Posted on 2013/10/09

Les évenements récents du Mali et le rôle joué par certains pays africains de la région dans la lutte et la victoire contre l’occupation du Nord Mali par une coalition de groupes jihadistes menée par AQMI, a pu donner l’impression que le Mali serait le maillon faible d’une chaîne par ailleurs solide. La réalité des chiffres semble suggérer que c’est toute la région qui est fragile. II n’y a par conséquent de solution durable que régionale. Mais examinons d’abord les faits.

Sur la base du CPIA harmonisé BAD-Banque Mondiale, cinq des treize pays membres du CILSS sont considérés comme états fragiles pour l’année fiscale 2012-2013. II s’agit du Tchad (avec un CPIA de 2.80), de la Côte d’Ivoire (2.85), de la Guinée (3.08), de la Guinée Bissau (3.04) et du Togo (2.94). Ce sont donc les seuls états sahéliens qui sont actuellement éligibles aux financements multilatéraux réservés aux états fragiles.

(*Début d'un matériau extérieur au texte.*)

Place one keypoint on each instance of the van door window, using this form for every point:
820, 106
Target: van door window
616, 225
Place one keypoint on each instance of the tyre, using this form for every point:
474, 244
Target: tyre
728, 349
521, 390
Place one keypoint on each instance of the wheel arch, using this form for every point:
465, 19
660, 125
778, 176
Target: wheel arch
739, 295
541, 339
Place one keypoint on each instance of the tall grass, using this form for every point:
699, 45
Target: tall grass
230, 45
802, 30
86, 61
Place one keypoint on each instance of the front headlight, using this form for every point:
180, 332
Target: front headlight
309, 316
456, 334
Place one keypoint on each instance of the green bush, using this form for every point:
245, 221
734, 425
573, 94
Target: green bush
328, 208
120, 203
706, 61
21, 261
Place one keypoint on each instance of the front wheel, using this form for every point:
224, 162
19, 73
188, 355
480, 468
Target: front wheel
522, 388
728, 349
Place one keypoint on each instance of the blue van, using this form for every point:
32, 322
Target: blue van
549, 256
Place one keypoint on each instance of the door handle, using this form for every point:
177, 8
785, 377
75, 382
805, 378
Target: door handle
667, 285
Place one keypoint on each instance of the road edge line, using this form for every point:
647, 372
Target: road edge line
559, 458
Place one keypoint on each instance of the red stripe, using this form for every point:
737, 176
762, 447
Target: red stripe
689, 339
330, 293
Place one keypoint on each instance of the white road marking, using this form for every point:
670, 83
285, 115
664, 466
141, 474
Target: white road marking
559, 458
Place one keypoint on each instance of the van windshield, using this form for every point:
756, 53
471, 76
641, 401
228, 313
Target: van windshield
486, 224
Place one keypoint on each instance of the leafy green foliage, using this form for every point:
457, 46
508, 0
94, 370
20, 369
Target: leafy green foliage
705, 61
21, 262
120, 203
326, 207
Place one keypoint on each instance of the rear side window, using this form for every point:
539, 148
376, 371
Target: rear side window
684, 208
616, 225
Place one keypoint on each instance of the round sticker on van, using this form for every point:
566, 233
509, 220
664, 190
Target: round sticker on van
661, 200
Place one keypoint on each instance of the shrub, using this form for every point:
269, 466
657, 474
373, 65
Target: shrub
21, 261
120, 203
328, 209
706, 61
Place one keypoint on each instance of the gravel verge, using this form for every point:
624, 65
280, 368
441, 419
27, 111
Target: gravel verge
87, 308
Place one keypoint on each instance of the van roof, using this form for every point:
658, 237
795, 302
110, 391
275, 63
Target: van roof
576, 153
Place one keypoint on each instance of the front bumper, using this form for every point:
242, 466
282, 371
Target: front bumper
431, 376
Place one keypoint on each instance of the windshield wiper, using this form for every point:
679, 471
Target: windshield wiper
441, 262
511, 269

En élargissant l’analyse à d’autres mesures de la fragilité, on observe que le Bertelsmann Transformation Index-State Weakness Index (BTI), autre indice de référence de la fragilité des états, juge encore plus sévèrement le Tchad et la Côte d’Ivoire, avec des notes respectives de 3.32 et 3.31, sur une échelle croissante avec « l’effectivité de l’état » de 1 à 10, mais évalue le Mali (6.09/10) comme le deuxième état le plus « effectif »[1]<#_ftn1> de la région, après le Benin (6.44/10) , ces deux pays étant les seuls à réaliser un score supérieur à 7/10 pour la variable « transformation politique » qui reflète la qualité des institutions démocratiques, suivis par le Niger à 6.65/10.

L’Index of African Governance (IAG)[2] <#_ftn2>, qui est spécialisé dans l’évaluation de la gouvernance des pays africains, établit la moyenne des états du CILSS à 49.61, sur une échelle de 1 à 100, avec toutefois quelques notes faibles (44/100 pour le Togo, 43/100 pour la Guinée ou même 40/100 pour la Guinée- Bissau) voire très faibles ( Côte d’Ivoire et Tchad avec 33 /100). Le rapport 2012 de l’IAG classe l’ensemble de l’Afrique de l’ouest comme la région qui cumule la plus faible gouvernance et le plus faible développement humain, mais également comme celle qui, comparée aux autres parties du continent, a fait des progrès dans tous les aspects mesurés par l’indice. Le rapport souligne cependant l’extrême faiblesse des capacités des états ouest africains à pourvoir aux besoins essentiels de leur population.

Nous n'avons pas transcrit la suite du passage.